Edited by IdeaBlade - 06-Jun-2007 at 12:04pm
Back to Top
IdeaBlade View Drop Down
Moderator Group
Moderator Group
Avatar

Joined: 30-May-2007
Location: United States
Posts: 353
Post Options Post Options   Quote IdeaBlade Quote  Post ReplyReply Direct Link To This Post Posted: 06-Jun-2007 at 12:11pm

“Here is my annotated, Universal Time version of the C# Guid.Comb described in the email that begins as shown below.

I've tweaked the Audit in Cabana to use it.

I still suspect that an Audit table that uses a bigint (long) identity column might be better from a space perspective at least (although you could eliminate the ModTs now and recover that info from the Guid.Comb itself !)

I've kept that version around (Audit2) if anyone cares to see it.”

Ward Bell

Answer (by Ward Bell):

I said that I thought the impact would be marginal. From a space perspective, it is the difference between an 8 byte id (long, bigint) that we typically recommend and the 16 bytes of a Guid.

But I'm not a SQL expert by any means so I thought I'd do a little more research.

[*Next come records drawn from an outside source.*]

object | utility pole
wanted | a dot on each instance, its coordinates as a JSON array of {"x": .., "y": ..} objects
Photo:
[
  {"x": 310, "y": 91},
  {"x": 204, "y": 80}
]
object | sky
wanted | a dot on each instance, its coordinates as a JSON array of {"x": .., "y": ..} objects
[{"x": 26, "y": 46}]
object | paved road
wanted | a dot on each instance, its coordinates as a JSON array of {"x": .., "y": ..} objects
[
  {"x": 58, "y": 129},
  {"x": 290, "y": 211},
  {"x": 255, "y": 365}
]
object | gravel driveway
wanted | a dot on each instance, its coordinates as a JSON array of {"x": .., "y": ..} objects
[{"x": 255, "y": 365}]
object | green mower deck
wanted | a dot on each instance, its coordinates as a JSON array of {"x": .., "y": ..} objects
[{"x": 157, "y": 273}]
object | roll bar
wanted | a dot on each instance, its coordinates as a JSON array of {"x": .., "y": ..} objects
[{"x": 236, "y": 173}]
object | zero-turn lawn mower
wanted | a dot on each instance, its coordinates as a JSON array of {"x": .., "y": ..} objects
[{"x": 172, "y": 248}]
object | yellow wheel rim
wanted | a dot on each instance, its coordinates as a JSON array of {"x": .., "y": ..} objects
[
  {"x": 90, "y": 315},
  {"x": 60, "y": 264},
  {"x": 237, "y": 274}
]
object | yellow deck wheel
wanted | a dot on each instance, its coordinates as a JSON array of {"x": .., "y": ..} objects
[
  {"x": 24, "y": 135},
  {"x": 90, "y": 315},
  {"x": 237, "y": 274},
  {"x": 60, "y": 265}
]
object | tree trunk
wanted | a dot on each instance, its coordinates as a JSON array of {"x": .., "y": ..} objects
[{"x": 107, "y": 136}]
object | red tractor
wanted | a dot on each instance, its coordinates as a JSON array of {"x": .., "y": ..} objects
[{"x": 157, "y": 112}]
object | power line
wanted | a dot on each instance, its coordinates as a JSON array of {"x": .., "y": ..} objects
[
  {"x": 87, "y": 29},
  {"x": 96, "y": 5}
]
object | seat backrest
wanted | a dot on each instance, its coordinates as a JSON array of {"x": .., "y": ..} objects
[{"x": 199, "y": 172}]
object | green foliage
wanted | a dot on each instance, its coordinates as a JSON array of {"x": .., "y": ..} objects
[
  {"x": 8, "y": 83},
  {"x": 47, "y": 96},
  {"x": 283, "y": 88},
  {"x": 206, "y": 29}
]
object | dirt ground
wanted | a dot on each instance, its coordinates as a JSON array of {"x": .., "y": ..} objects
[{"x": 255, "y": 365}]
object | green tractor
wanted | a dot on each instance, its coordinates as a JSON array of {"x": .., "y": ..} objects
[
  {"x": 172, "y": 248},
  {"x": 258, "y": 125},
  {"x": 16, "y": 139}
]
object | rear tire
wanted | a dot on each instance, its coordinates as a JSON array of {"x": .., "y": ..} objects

WARNING: The following is a long and rambling ensemble of my thoughts and bits clipped from around the net. Read on only if you are interested.

 If I had to sum it up: Guids are tempting but could endanger performance. It appears that Guid.Combs, which are "COMBinations of Guid and current datetime) may be a better approach. Guid.Combs are easily calculated on the client side.

OK - read on if you want. This is more stream of consciousness than I intended as it captures info as I discovered it. I hope to clean it up later.

====

It seems that the performance story is a little more complicated. The way I read it, Guids are often OK; you just have to make sure your application is aligned with Guid strengths and weaknesses.

 [See below for a discussion of pros and cons]

Their intended purpose is to support records that need global uniqueness and/or in replication scenarios. Any application which expects to operate off-line for a period of time is made much easier to program and maintain by the use of Guids.

On the other hand, performance concerns become serious if you are going to have millions of rows or lots of inserts. Sure we have disk space to burn but disk I/O remains precious and shouldn't be squandered. Guid columns should not be in a clustered index but it is easy to forget that when minting new tables as clustered index is the default for primary keys.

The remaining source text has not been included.